01/09/2019 - 14:00
Um processo que bloqueou R$ 778 milhões de Thor Batista, filho de Eike Batista, tenta traçar o caminho dos recursos que o ex-megaempresário enviou para o exterior. A ação, movida pelo advogado Bernardo Bicalho, administrador judicial da mineradora MMX, tem o objetivo de garantir o ressarcimento total aos credores da companhia em recuperação judicial, mas cumpre também outra função: a de revelar offshores em paraísos fiscais que cumpririam o papel de ocultar recursos em um momento em que o império de Eike ruía.
Os argumentos para pedir o bloqueio dos bens de Thor – determinado liminarmente pela juíza Cláudia Helena Batista, da 1.ª Vara da Fazenda Empresarial de Belo Horizonte e confirmado por três desembargadores do Tribunal de Justiça de Minas Gerais (TJ-MG) – trazem evidências da tentativa de ocultar patrimônio com um emaranhado de offshores em paraísos fiscais, que não questionam a origem de recursos.
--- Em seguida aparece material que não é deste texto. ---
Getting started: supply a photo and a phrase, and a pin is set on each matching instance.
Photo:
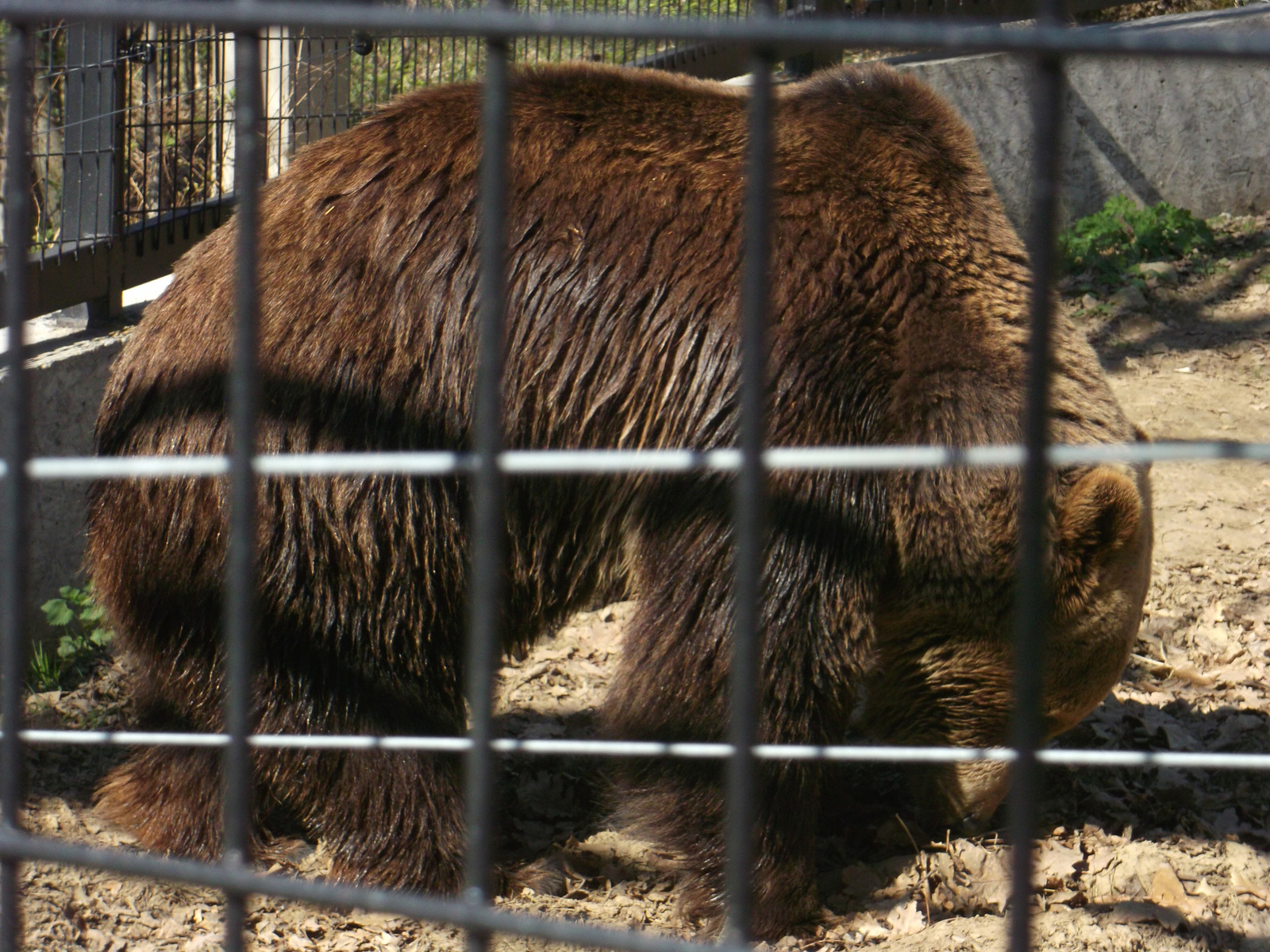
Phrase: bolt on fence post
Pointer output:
(243, 399)
(1033, 592)
(488, 524)
(13, 514)
(745, 689)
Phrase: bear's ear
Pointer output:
(1099, 516)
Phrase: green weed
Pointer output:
(44, 672)
(1123, 234)
(86, 638)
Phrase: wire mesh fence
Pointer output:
(262, 136)
(133, 152)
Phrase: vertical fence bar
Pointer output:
(1033, 598)
(13, 516)
(488, 526)
(243, 399)
(749, 498)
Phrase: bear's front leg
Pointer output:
(683, 806)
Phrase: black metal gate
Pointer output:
(762, 35)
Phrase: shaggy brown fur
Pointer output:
(899, 317)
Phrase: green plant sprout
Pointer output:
(44, 672)
(1122, 235)
(86, 636)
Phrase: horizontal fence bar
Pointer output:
(649, 748)
(618, 461)
(812, 32)
(406, 904)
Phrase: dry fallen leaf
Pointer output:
(988, 877)
(1244, 886)
(1166, 890)
(906, 919)
(1056, 862)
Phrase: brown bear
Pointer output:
(899, 317)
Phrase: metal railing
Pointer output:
(1045, 44)
(131, 122)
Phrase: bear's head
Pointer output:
(944, 666)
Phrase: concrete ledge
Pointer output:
(67, 380)
(1195, 133)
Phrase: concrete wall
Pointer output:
(67, 381)
(1195, 133)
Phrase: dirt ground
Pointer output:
(1136, 860)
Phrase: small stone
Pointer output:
(1164, 272)
(1128, 298)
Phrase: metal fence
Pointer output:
(131, 122)
(1045, 44)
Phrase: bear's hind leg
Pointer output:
(169, 799)
(391, 819)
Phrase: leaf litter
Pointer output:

Embora o bloqueio tenha sido confirmado, o mérito da ação não recebeu sentença de primeira instância. Apesar de os advogados acreditarem que a família de Eike tenha, nas contas offshore, os recursos necessários para cobrir o bloqueio, eles dizem que o processo de busca por esse dinheiro ainda está em curso. Uma fonte próxima a Eike Batista disse, no entanto, que o empresário “nem de longe” tem recursos suficientes para cobrir essa dívida.
Além de Thor Batista, que até 2013 era dependente de Eike, a decisão inclui seis pessoas jurídicas, sendo quatro delas com sede em paraísos fiscais: a Meisterschaft Holding (em Belize), a Aux Luxembourg Sarl e a Aux LLC (ambas em Luxemburgo) e a 63X Master Fund (Ilhas Cayman). As outras companhias listadas são a holding EBX, controladora da MMX localizada no Rio de Janeiro, e a OTX Fund LLC, dos EUA.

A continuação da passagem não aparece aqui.